La plus importante découverte du Pr Lejeune demeure sans doute celle de l’origine génétique de la trisomie 21, dûe à la présence d’un chromosome supplémentaire dans l’ADN. Cette découverte aura contribué à transformer la vie des patients et de leur famille qui, pendant des décennies, avaient vécu sous le poids d’une erreur et d’un jugement moral : jusque-là, on pensait que la trisomie 21 chez l’enfant était un effet dérivé de la syphilis chez la mère, associée à la prostitution dans l’imaginaire populaire. En apportant les preuves solides de la cause biologique de ce syndrôme, le Pr Lejeune a aidé les parents de ces enfants à sortir de l’ombre.

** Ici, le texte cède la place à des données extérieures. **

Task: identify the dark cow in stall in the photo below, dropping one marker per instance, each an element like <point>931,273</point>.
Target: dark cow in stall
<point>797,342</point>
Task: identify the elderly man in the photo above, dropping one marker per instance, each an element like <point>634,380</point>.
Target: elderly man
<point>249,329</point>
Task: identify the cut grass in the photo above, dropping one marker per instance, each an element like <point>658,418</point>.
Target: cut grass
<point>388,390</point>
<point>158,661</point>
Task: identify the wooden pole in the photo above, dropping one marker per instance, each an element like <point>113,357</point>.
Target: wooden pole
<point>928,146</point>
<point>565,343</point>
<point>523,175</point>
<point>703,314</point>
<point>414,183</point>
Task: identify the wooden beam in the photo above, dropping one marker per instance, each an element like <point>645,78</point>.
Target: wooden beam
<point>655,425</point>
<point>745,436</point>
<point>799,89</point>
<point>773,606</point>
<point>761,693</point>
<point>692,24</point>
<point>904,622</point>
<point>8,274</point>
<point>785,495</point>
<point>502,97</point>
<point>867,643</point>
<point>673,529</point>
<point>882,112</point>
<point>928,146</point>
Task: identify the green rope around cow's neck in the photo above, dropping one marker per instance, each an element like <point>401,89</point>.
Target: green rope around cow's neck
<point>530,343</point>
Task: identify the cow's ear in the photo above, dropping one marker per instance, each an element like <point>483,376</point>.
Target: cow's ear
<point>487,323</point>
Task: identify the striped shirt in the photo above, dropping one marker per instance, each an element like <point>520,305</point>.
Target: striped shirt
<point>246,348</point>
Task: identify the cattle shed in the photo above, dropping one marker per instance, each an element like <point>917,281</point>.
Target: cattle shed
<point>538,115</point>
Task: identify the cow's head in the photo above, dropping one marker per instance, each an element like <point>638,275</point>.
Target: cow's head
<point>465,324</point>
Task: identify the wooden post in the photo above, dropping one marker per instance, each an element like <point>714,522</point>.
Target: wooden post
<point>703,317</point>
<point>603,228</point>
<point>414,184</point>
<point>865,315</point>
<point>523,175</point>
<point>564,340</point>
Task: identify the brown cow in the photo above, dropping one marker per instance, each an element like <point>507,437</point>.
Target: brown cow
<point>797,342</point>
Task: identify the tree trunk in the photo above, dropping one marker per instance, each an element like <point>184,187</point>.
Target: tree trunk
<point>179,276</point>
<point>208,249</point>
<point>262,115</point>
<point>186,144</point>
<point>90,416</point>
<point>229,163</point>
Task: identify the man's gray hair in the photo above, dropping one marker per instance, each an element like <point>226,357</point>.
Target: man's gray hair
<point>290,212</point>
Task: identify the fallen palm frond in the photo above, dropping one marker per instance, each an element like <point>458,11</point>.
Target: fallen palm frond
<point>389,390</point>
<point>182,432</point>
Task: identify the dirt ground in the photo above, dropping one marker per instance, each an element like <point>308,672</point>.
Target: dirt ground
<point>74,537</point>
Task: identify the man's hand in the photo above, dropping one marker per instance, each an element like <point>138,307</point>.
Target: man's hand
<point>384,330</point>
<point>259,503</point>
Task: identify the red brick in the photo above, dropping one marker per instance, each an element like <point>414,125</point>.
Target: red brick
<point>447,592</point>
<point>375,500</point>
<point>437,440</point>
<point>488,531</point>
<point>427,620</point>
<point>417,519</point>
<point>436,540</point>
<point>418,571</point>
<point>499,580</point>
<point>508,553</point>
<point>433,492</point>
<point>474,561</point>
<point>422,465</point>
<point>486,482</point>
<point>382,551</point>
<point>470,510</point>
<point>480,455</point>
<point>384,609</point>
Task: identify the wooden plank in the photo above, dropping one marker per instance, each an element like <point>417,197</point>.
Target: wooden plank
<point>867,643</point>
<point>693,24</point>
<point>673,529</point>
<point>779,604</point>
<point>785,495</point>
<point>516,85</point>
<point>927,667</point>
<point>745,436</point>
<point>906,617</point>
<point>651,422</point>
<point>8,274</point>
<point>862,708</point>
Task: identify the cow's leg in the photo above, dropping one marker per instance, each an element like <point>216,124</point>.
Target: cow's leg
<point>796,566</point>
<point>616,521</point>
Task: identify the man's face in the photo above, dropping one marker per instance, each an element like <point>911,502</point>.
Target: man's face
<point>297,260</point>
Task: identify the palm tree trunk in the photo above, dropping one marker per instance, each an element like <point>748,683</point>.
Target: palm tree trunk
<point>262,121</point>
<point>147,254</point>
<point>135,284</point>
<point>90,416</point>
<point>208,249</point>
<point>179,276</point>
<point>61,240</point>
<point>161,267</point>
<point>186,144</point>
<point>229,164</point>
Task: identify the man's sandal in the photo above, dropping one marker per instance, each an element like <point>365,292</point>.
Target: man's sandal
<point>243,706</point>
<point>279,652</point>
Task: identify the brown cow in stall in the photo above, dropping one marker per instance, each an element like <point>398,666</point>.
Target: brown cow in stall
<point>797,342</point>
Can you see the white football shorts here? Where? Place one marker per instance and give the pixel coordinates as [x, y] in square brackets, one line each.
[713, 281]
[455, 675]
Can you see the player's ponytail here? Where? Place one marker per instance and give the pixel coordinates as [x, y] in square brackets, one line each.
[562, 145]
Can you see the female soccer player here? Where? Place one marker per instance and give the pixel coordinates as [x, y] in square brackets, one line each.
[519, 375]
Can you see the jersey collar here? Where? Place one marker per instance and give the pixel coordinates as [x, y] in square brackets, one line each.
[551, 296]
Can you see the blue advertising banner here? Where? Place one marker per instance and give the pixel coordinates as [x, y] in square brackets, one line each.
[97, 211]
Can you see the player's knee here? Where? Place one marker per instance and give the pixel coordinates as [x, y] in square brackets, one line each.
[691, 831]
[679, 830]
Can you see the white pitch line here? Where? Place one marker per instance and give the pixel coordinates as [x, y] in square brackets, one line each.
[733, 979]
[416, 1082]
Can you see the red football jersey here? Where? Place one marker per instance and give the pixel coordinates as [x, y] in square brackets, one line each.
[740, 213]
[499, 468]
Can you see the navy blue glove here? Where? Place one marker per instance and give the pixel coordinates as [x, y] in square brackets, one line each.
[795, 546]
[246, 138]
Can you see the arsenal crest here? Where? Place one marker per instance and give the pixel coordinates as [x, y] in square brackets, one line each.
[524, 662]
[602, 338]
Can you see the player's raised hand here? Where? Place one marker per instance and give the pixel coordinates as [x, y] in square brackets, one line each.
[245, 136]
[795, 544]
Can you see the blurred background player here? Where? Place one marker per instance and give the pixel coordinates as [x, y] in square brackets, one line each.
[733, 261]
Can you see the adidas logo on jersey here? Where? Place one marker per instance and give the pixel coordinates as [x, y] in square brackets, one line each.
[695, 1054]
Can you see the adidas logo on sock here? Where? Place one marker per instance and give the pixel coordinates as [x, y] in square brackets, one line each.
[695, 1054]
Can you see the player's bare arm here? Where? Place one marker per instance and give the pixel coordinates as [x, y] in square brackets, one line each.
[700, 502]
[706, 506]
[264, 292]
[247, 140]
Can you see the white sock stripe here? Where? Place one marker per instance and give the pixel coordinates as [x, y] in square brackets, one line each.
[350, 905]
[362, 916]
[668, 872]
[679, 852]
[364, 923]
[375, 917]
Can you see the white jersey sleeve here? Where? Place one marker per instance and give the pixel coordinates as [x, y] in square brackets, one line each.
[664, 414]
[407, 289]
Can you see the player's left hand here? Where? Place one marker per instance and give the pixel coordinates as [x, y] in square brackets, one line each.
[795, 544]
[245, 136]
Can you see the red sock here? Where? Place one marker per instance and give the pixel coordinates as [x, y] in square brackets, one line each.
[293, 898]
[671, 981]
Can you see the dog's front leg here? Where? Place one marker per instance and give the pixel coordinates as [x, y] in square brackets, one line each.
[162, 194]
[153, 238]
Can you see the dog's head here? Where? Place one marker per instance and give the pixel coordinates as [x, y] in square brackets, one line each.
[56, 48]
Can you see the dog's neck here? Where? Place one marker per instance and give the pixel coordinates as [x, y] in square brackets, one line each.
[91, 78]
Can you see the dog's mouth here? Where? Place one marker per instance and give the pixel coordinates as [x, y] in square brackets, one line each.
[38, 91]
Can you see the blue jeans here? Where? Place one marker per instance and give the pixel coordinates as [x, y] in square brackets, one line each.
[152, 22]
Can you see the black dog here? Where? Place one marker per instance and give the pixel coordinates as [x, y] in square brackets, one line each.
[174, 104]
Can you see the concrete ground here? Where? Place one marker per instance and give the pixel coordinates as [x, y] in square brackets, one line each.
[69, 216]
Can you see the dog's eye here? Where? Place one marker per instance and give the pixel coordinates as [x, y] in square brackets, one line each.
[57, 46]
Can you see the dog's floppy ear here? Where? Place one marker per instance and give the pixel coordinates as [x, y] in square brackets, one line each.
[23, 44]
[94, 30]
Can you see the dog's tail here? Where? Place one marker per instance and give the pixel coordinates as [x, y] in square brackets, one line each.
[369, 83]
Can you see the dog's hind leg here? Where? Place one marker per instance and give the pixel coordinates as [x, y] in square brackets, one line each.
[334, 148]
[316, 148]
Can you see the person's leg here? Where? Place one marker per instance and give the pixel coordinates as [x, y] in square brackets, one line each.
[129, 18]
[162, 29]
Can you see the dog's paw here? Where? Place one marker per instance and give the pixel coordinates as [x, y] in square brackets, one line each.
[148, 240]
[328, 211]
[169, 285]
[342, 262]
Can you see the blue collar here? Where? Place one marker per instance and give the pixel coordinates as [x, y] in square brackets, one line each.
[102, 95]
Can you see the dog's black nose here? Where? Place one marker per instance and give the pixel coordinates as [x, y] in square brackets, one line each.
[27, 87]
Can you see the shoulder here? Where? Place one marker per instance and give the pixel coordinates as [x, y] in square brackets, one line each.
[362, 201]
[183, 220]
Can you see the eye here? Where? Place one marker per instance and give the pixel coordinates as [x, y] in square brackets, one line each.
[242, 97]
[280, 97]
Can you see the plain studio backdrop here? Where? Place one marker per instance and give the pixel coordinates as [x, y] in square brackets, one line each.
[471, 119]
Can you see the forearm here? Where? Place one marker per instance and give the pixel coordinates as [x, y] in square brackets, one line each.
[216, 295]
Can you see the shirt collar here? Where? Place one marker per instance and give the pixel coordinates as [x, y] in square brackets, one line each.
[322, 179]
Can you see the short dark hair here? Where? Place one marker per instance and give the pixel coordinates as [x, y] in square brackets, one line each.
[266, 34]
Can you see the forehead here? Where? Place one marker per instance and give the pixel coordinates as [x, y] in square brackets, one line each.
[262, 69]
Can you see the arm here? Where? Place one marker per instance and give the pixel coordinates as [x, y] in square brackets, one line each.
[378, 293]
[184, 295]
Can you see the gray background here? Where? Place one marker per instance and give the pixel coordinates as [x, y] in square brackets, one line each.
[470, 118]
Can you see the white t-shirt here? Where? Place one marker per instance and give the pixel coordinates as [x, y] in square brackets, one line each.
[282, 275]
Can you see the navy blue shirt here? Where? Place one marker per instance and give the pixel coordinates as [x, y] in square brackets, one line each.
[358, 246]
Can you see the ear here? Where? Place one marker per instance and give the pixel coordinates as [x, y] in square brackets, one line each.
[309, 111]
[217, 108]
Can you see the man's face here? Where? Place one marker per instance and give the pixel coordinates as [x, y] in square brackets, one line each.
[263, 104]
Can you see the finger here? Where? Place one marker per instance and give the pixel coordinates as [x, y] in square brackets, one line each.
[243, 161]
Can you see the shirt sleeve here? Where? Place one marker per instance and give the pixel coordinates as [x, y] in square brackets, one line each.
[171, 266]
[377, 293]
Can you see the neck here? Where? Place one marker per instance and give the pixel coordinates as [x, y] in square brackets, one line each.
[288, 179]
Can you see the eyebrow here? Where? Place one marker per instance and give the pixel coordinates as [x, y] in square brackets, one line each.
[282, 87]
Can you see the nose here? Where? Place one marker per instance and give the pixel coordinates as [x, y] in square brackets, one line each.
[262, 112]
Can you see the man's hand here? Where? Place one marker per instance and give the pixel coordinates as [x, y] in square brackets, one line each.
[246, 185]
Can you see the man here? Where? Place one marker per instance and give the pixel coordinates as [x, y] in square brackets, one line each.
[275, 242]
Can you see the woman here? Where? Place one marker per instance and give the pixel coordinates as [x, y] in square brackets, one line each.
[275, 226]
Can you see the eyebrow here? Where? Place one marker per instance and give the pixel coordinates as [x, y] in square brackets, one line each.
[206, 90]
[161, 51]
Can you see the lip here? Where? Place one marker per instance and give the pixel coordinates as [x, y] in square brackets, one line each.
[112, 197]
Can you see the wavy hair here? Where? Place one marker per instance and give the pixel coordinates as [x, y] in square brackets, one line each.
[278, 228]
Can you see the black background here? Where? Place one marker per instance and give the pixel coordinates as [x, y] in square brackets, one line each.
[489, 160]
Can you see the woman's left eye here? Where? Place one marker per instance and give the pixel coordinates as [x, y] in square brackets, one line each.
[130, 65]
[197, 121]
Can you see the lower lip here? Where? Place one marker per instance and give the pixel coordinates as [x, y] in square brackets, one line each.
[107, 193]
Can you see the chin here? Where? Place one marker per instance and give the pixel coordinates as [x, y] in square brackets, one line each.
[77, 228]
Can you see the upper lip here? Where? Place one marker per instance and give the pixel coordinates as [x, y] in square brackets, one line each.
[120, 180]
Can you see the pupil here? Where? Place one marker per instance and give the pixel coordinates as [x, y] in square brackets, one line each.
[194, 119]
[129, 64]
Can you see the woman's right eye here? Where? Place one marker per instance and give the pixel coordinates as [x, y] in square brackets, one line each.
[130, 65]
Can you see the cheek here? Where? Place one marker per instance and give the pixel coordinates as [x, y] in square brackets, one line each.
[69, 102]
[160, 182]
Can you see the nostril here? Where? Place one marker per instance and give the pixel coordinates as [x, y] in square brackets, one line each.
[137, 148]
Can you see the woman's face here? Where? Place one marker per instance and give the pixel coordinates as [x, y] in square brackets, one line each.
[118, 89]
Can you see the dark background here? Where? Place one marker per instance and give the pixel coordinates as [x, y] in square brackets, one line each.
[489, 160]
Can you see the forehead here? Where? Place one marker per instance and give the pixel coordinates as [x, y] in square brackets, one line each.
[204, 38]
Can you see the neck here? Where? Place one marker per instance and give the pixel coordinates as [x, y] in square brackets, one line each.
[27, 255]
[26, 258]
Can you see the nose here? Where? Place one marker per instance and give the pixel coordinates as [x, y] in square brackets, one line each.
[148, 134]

Le Pr Lejeune découvrira également les origines génétiques d’une autre maladie infantile dévastatrice, le syndrome du Cri-du-Chat, et aura fait avancer la la compréhension du syndrome de l’X fragile. Il avait également des décennies d’avance sur le reste de la recherche médicale, en insistant sur l’importance de l’acide folique dans la réduction du risque de mortalité à la naissance.
Le premier lauréat du Kennedy Prize
Les découvertes du Pr Lejeune lui vaudront d’être rapidement récompensé. En 1962, le President John F. Kennedy lui remet le premier Kennedy Prize. Il devient le premier titulaire de la chaire de génétique fondamentale de la faculté de médecine de Paris, en 1964. En 1969, il se voit attribuer la plus prestigieuse des récompenses de sa spécialité, par l’American Society of Human Genetics, le William Allen Award.
À la différence de bon nombre de scientifiques de son époque, le Pr Lejeune ne concevait pas son travail sans un lien profond avec ses patients et leurs familles. Il appelait d’ailleurs ses patients " mes petits", et aidait leur famille à leur trouver une solution de scolarisation ou un emploi. Il prenait sur son temps de recherche (et a refusé des propositions qui auraient pourtant largement augmenté ses revenus) pour recevoir ses patients en consultation. La poursuite de ses recherches ces 30 dernières années aura permis d’approfondir la compréhension des causes des anomalies génétiques et de chercher solutions pour les traiter in utero et en réduire les effets chez les enfants comme chez les adultes. Le but : donner à chaque patient la vie la meilleure et la plus riche possible. Jérôme Lejeune concevait sa vocation médicale avec un sérieux religieux, dans le respect de l’éthique transmise depuis Hippocrate : ne pas nuire, servir la cause de la vie, et placer en premier l’intérêt du patient.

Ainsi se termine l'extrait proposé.